Sąd Okręgowy w G. III Wydział Cywilny Odwoławczy w składzie:
Przewodniczący - Sędzia SO Magdalena Balion-Hajduk (spr.)
Sędzia SO Mirella Szpyrka
Sędzia SO Anna Hajda
Protokolant Aldona Kocięcka
po rozpoznaniu w dniu 6 lutego 2019 r. w G.
na rozprawie
sprawy z powództwa K. R.
przeciwko Przedsiębiorstwu (...) w W. i Gminie W.
przy udziale interwenienta ubocznego C. (...) Towarzystwa (...) w P.
o zapłatę
na skutek apelacji interwenienta ubocznego
od wyroku Sądu Rejonowego w W.
z dnia 22 sierpnia 2017 r., sygn. akt I C 503/14
oraz na skutek zażaleń powoda
na rozstrzygnięcia zawarte w punktach 3 i 6 wyroku Sądu Rejonowego w W.

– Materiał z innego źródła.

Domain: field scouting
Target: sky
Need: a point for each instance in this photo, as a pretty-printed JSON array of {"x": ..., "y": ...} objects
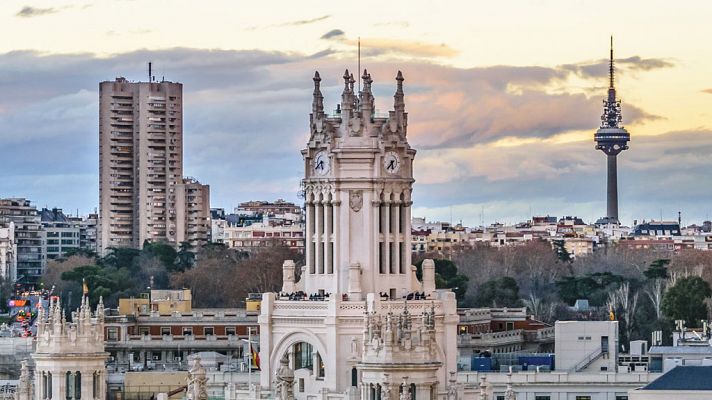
[{"x": 503, "y": 97}]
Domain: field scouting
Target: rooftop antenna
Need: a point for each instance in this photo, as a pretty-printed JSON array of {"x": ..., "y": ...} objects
[
  {"x": 610, "y": 65},
  {"x": 359, "y": 64}
]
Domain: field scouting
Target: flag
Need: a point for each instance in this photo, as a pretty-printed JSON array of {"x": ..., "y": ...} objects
[{"x": 255, "y": 357}]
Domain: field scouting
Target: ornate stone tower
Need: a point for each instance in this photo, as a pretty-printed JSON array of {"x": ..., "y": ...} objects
[
  {"x": 357, "y": 186},
  {"x": 70, "y": 358},
  {"x": 612, "y": 138}
]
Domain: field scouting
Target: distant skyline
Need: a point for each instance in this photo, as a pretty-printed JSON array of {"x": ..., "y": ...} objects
[{"x": 503, "y": 97}]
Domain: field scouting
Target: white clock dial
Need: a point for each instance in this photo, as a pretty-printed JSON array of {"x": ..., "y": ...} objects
[
  {"x": 391, "y": 162},
  {"x": 321, "y": 163}
]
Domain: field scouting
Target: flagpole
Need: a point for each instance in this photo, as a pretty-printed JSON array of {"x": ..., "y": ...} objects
[{"x": 249, "y": 341}]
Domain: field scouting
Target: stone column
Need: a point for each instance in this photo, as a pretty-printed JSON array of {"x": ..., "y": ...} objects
[
  {"x": 310, "y": 237},
  {"x": 87, "y": 389},
  {"x": 315, "y": 363},
  {"x": 318, "y": 216},
  {"x": 397, "y": 239},
  {"x": 58, "y": 385},
  {"x": 329, "y": 218},
  {"x": 387, "y": 238}
]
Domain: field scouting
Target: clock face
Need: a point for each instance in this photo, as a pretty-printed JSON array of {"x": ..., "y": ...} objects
[
  {"x": 391, "y": 162},
  {"x": 321, "y": 163}
]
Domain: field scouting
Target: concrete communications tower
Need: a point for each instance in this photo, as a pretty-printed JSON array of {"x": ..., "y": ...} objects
[{"x": 612, "y": 138}]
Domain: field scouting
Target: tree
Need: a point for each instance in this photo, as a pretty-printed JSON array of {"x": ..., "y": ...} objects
[
  {"x": 657, "y": 275},
  {"x": 686, "y": 300},
  {"x": 501, "y": 292},
  {"x": 186, "y": 257},
  {"x": 165, "y": 253},
  {"x": 560, "y": 250}
]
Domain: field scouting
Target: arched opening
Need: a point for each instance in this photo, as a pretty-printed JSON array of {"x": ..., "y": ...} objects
[{"x": 307, "y": 366}]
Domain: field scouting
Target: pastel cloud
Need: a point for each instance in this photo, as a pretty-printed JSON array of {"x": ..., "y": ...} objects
[{"x": 484, "y": 135}]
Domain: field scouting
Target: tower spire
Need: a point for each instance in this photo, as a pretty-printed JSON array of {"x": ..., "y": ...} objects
[
  {"x": 610, "y": 67},
  {"x": 318, "y": 102}
]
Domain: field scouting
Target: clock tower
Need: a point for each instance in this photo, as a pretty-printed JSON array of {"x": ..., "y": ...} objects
[
  {"x": 361, "y": 329},
  {"x": 357, "y": 187}
]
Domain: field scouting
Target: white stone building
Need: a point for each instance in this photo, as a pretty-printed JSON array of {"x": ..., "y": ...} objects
[
  {"x": 357, "y": 186},
  {"x": 69, "y": 356}
]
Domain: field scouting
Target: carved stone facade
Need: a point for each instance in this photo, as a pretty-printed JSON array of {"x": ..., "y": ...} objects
[
  {"x": 69, "y": 357},
  {"x": 357, "y": 186}
]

z dnia 22 sierpnia 2017 r., sygn. akt I C 503/14
1) oddala apelację;
2) zasądza od interwenienta ubocznego na rzecz powoda 900 zł (dziewięćset złotych) tytułem zwrotu kosztów postępowania odwoławczego;
3) zasądza od interwenienta ubocznego na rzecz pozwanego Przedsiębiorstwa (...) w W. 900 zł (dziewięćset złotych) tytułem zwrotu kosztów postępowania odwoławczego;
4) z zażaleń powoda zmienia zaskarżone postanowienia zawarte w punktach 3 i 6 w ten sposób, że nie obciąża powoda kosztami sądowymi oraz kosztami procesu;
5) zasądza od pozwanej Gminy W. na rzecz powoda 285 zł (dwieście osiemdziesiąt pięć złotych) tytułem zwrotu kosztów postępowania zażaleniowego.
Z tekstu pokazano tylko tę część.